已发表: 2022.11.14. Demand for gold in Germany is always high. Why?
German demand for gold in the form of gold bars and gold coins reached a new 3-month high in the third quarter of 2022. This was announced by the World Gold Council (WGC) in its recent report on the gold market for the third quarter of this year.
Demand for gold in the fourth quarter of 2008, that is, immediately after the bankruptcy of the American bank Lehman Brothers and with the onset of the global financial crisis, still remains unsurpassed. After all, at that time, according to the WGC, 71 tons of gold worth 2.28 billion euros were sold in Germany in three months. For comparison: in the first three quarters of 2008, the total volume was 43 tons of gold.
In the first quarter of 2009 followed by the second strongest three-month period - also unparalleled so far - with a demand of 59 tons of gold worth 1.9 billion euros. The calculation is based on the average gold price for the corresponding three-month period (London fixing).
In subsequent quarters, the demand for gold declined significantly. However, this was also due to the shortage of the yellow precious metal. Many precious metal shops were practically empty at that time. And this situation then repeated itself several times later, namely: during the years of the Eurocrisis (until 2012), then during the coronavirus crisis, and until recently also after the start of a full-scale military invasion by Russia into Ukraine.
Since the end of 2019, that is, with the beginning of the corona crisis, there has been a consistently high demand for gold in Germany. This is due to the fact that for almost twelve quarters it exceeds one billion euros. And over time, huge amounts of investment have accumulated.
In addition, in Germany in past years, silver in the form of bars and coins was in great demand. However, this business accounts for less than 10% of gold demand.
Why Germany?
German investors are traditionally among the world's largest buyers of gold. In the third quarter of 2022, Germany ranked fourth in the investment gold category according to the World Gold Council, behind only China, Turkey and India.
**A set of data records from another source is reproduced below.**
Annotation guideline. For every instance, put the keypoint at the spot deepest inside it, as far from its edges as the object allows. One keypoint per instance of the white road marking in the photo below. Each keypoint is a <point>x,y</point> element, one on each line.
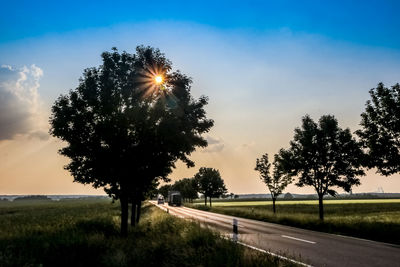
<point>244,244</point>
<point>299,239</point>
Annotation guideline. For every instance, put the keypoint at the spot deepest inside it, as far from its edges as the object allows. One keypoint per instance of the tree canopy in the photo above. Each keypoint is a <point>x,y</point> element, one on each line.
<point>275,181</point>
<point>210,183</point>
<point>380,132</point>
<point>123,130</point>
<point>324,156</point>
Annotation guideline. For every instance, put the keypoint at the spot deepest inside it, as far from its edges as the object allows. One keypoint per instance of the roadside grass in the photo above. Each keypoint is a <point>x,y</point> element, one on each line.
<point>222,202</point>
<point>374,221</point>
<point>86,233</point>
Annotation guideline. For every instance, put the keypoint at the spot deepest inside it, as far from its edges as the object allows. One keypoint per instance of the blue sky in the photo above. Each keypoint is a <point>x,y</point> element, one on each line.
<point>263,64</point>
<point>364,22</point>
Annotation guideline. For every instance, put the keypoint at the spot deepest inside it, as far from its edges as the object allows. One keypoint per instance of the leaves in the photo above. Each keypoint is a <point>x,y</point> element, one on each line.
<point>323,155</point>
<point>380,133</point>
<point>121,131</point>
<point>210,183</point>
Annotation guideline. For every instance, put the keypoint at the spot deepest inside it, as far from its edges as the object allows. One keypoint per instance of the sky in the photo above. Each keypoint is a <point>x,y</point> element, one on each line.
<point>263,65</point>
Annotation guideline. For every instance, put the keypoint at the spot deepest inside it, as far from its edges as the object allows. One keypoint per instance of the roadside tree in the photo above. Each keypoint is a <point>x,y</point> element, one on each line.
<point>210,183</point>
<point>275,181</point>
<point>187,187</point>
<point>380,133</point>
<point>163,190</point>
<point>323,156</point>
<point>127,123</point>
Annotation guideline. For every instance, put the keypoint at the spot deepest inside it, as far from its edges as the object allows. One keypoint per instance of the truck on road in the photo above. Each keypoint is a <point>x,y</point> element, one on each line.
<point>174,198</point>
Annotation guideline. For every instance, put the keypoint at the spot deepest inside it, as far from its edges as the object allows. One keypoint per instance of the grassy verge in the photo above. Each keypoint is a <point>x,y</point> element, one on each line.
<point>86,233</point>
<point>374,221</point>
The images of hyperinflation during the Weimar Republic from 1914 to 1923 are deeply imprinted in the minds of the Germans. Almost everyone knows photos from school textbooks, which show people carrying stacks of paper banknotes in carts through the streets of the city or stoking stoves with stacks of money. The maximum monthly inflation rate at that time was 32.400%. Gold represents the ultimate defense against demonetization, and perhaps that is why it is so sought after by the Germans at the present time.